Special scenarios in periodic scheduling - DataWorks - Alibaba Cloud Documentation Center

Special scenarios in periodic scheduling are node dependency loop and node isolation. Both scenarios can cause problems on task scheduling. This topic describes these two scenarios and provides solutions.

Scenario 1: Node dependency loop

Cause and solution

If a node not only serves as an ancestor node of some other nodes but also depends on one or more of its descendant nodes, a node dependency loop is formed. In this case, you need to analyze the workflow and remove the dependency that causes the loop at the earliest opportunity.

For example, if an ancestor node depends on the data in the table generated by its descendant node in the same scheduling cycle, and writes data processing results to the table, a node dependency loop is formed. In this case, confirm the business scenario and modify the dependency to enable the ancestor node to depend on the data in the table generated by its descendant node in the previous scheduling cycle.

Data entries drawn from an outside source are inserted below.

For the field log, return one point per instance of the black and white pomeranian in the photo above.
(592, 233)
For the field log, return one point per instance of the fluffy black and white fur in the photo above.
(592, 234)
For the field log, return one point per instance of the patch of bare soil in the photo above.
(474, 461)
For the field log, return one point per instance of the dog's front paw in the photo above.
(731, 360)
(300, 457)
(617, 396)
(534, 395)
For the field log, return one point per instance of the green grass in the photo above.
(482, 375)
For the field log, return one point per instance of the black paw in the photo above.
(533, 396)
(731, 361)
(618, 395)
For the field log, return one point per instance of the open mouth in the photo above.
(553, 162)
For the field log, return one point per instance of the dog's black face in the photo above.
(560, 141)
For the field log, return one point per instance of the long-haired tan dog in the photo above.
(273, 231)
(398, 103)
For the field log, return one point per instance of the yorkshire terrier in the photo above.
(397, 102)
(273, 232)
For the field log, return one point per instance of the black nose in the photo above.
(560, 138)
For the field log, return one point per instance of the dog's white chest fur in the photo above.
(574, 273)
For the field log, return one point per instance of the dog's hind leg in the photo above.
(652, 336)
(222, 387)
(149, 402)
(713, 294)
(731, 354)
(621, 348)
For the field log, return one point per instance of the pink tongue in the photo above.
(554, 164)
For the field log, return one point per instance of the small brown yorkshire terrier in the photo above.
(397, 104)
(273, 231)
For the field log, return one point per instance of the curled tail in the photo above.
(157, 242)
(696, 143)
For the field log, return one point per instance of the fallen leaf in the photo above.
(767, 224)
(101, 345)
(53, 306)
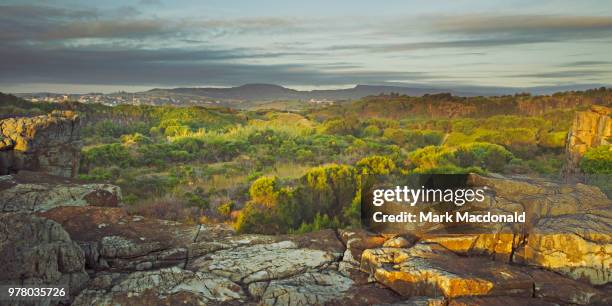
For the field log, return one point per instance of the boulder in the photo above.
(311, 288)
(38, 251)
(49, 144)
(590, 128)
(499, 301)
(260, 262)
(170, 286)
(578, 246)
(431, 270)
(32, 192)
(554, 287)
(114, 240)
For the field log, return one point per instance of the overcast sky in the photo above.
(82, 46)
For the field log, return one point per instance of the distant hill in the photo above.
(270, 92)
(265, 92)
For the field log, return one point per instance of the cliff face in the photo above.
(49, 144)
(591, 128)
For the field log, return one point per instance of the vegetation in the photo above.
(269, 171)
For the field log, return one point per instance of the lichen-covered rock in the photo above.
(499, 301)
(311, 288)
(34, 250)
(112, 239)
(170, 286)
(247, 264)
(578, 246)
(49, 144)
(32, 192)
(420, 301)
(431, 270)
(554, 287)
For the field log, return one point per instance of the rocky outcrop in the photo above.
(49, 144)
(171, 286)
(114, 240)
(37, 251)
(579, 246)
(560, 256)
(590, 128)
(32, 192)
(432, 270)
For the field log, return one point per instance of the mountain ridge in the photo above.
(263, 91)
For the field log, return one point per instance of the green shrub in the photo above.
(597, 160)
(376, 165)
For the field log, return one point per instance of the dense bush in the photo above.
(597, 160)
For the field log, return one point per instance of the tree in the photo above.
(376, 165)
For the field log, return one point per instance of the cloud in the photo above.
(520, 24)
(468, 43)
(169, 67)
(587, 63)
(584, 73)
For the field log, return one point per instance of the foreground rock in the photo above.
(49, 144)
(272, 261)
(37, 251)
(579, 246)
(33, 191)
(114, 240)
(311, 288)
(431, 270)
(171, 286)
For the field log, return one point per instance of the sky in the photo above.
(132, 45)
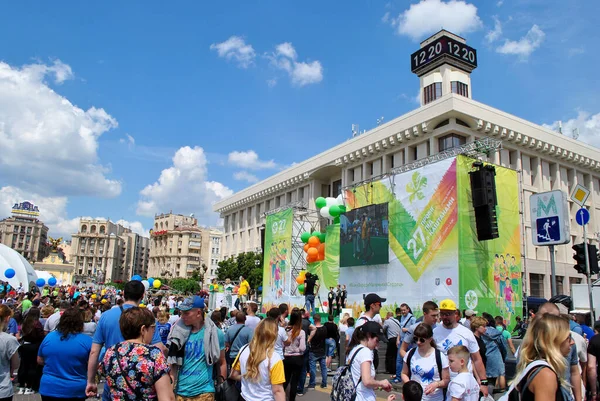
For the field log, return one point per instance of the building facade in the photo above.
(175, 246)
(448, 117)
(25, 233)
(103, 251)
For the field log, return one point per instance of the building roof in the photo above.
(412, 126)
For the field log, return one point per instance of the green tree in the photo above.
(248, 264)
(185, 285)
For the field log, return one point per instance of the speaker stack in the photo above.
(483, 193)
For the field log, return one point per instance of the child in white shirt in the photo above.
(463, 387)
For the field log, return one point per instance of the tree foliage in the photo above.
(185, 285)
(245, 265)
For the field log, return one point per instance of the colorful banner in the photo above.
(490, 271)
(277, 256)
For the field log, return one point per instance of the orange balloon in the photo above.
(314, 241)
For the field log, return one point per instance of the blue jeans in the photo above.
(309, 301)
(313, 369)
(305, 368)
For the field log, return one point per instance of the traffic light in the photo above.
(593, 257)
(580, 258)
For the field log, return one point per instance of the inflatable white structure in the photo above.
(24, 272)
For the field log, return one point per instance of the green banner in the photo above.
(277, 256)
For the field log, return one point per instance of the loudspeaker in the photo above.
(483, 194)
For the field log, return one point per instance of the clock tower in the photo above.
(443, 64)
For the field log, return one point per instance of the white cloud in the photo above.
(129, 140)
(245, 176)
(235, 48)
(587, 124)
(250, 160)
(495, 33)
(183, 188)
(47, 144)
(301, 73)
(524, 46)
(429, 16)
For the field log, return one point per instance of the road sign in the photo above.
(582, 217)
(580, 194)
(550, 222)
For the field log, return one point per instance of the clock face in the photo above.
(443, 46)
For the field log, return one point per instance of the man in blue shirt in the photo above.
(195, 376)
(108, 334)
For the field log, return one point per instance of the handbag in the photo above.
(227, 390)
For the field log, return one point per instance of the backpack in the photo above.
(438, 362)
(343, 388)
(514, 394)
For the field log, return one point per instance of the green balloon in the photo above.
(320, 202)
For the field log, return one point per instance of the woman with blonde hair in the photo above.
(9, 357)
(549, 340)
(259, 367)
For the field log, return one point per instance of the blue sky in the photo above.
(124, 109)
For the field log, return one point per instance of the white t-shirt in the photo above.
(424, 371)
(464, 387)
(252, 321)
(448, 338)
(364, 354)
(281, 338)
(360, 321)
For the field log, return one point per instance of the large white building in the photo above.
(448, 117)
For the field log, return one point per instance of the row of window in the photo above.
(434, 91)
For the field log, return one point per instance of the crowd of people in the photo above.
(67, 343)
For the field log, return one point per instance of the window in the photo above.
(536, 285)
(432, 92)
(460, 88)
(451, 141)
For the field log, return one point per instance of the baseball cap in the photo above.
(373, 298)
(195, 302)
(373, 328)
(447, 304)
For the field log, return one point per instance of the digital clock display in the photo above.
(443, 46)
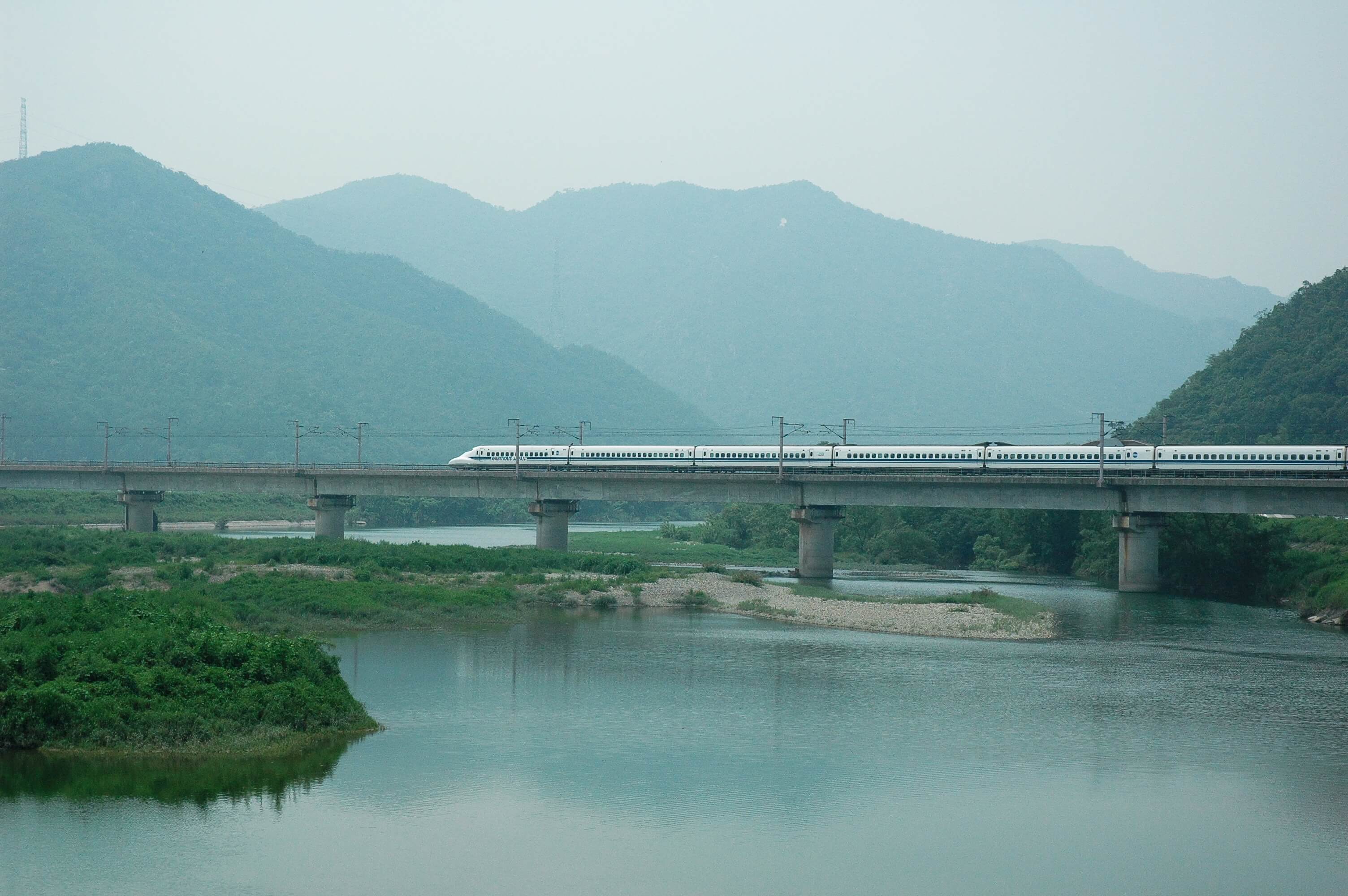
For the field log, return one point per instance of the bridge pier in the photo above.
(816, 553)
(331, 514)
(1140, 551)
(141, 510)
(553, 523)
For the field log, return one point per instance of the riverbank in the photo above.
(160, 673)
(193, 643)
(942, 616)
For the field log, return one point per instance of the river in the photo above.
(1161, 745)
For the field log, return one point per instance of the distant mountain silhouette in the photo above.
(1284, 382)
(784, 300)
(131, 294)
(1226, 302)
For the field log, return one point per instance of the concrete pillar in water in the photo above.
(1140, 551)
(331, 514)
(816, 554)
(141, 510)
(553, 521)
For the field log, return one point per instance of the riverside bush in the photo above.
(119, 670)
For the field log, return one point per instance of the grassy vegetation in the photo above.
(118, 670)
(25, 549)
(38, 507)
(653, 549)
(170, 779)
(184, 663)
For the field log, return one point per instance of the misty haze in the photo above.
(673, 448)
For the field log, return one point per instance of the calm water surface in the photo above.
(1162, 745)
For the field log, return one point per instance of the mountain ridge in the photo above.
(712, 292)
(139, 294)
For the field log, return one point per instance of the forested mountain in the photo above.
(1223, 302)
(784, 300)
(131, 294)
(1284, 382)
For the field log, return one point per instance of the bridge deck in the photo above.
(1303, 495)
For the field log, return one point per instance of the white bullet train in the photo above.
(901, 459)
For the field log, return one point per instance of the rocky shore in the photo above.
(716, 592)
(1330, 617)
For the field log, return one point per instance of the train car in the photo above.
(1250, 459)
(762, 457)
(1188, 460)
(1065, 459)
(633, 456)
(901, 459)
(490, 456)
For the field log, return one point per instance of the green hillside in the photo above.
(1284, 382)
(133, 294)
(784, 300)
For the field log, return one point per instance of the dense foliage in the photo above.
(133, 294)
(119, 670)
(1284, 382)
(42, 507)
(784, 297)
(38, 549)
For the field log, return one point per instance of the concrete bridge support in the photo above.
(816, 551)
(1140, 551)
(553, 523)
(331, 514)
(141, 510)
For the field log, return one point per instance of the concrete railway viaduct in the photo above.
(1140, 503)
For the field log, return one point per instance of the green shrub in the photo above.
(146, 672)
(695, 599)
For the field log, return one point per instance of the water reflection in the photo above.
(201, 780)
(1162, 745)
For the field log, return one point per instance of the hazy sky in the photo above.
(1207, 138)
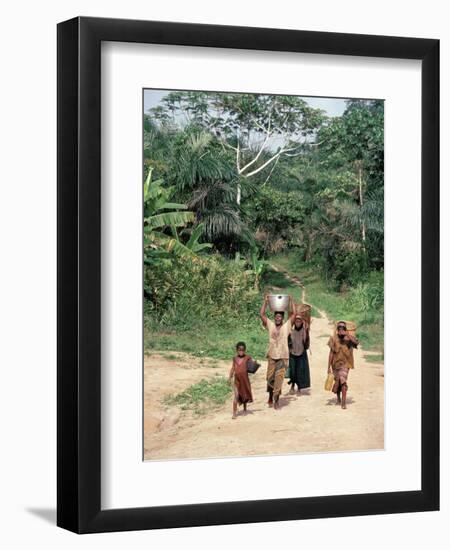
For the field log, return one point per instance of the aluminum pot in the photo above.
(278, 302)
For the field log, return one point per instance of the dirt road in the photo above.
(308, 423)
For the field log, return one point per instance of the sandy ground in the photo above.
(311, 422)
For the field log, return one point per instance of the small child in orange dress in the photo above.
(242, 388)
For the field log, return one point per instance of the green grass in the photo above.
(337, 305)
(217, 339)
(198, 397)
(213, 340)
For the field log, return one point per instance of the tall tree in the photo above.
(259, 129)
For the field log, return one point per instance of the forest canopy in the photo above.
(232, 181)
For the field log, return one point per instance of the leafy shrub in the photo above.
(187, 290)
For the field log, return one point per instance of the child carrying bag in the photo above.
(329, 382)
(252, 366)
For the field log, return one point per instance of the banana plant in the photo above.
(258, 267)
(159, 213)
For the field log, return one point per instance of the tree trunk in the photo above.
(361, 219)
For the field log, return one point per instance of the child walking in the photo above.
(242, 389)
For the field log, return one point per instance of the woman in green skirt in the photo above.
(298, 341)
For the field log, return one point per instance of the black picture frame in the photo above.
(79, 281)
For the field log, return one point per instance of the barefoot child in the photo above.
(241, 388)
(340, 360)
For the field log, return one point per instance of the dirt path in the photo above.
(307, 423)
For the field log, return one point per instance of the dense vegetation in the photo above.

Sample scenario: Node A is run to query data in Table C and generates Table A. Node B cleanses data in Table A and writes the obtained data to Table B. Then, Node C cleanses data in Table B and writes the obtained data to Table C. In this case, a node dependency loop is formed. The following figure shows the node dependency loop.
Solution: Analyze the workflow and remove the dependency that causes the loop. If you want an ancestor node to cleanse data generated by its descendant node in the previous scheduling cycle, you can configure cross-cycle scheduling dependencies. In the sample scenario shown in the following figure, you can configure cross-cycle scheduling dependencies between Node A and Node C.

Monitoring and alerting

DataWorks provides built-in alert rules to monitor and scan auto triggered tasks on a regular basis. This ensures that auto triggered tasks can be run as scheduled and instances can be generated for auto triggered tasks. If an exception occurs, an alert is triggered. An alert notification is automatically sent if a node dependency loop is formed. We recommend that you handle the alert at the earliest opportunity.

Note

DataWorks scans auto triggered tasks at 09:00, 12:00, 16:00, 20:00, and 22:00 every day. If an exception occurs, DataWorks sends an alert notification. However, if an exception occurs within 10 minutes before a scan starts, the exception is out of the scanning scope of the current scan and can be detected until the next scan.
Alert rules for node dependency loops are built-in rules provided by DataWorks. After an alert rule is triggered, an alert notification is sent to the node owner by text message or email. You can change the alert contact on the Rule Management page. For more information, see Create a custom alert rule.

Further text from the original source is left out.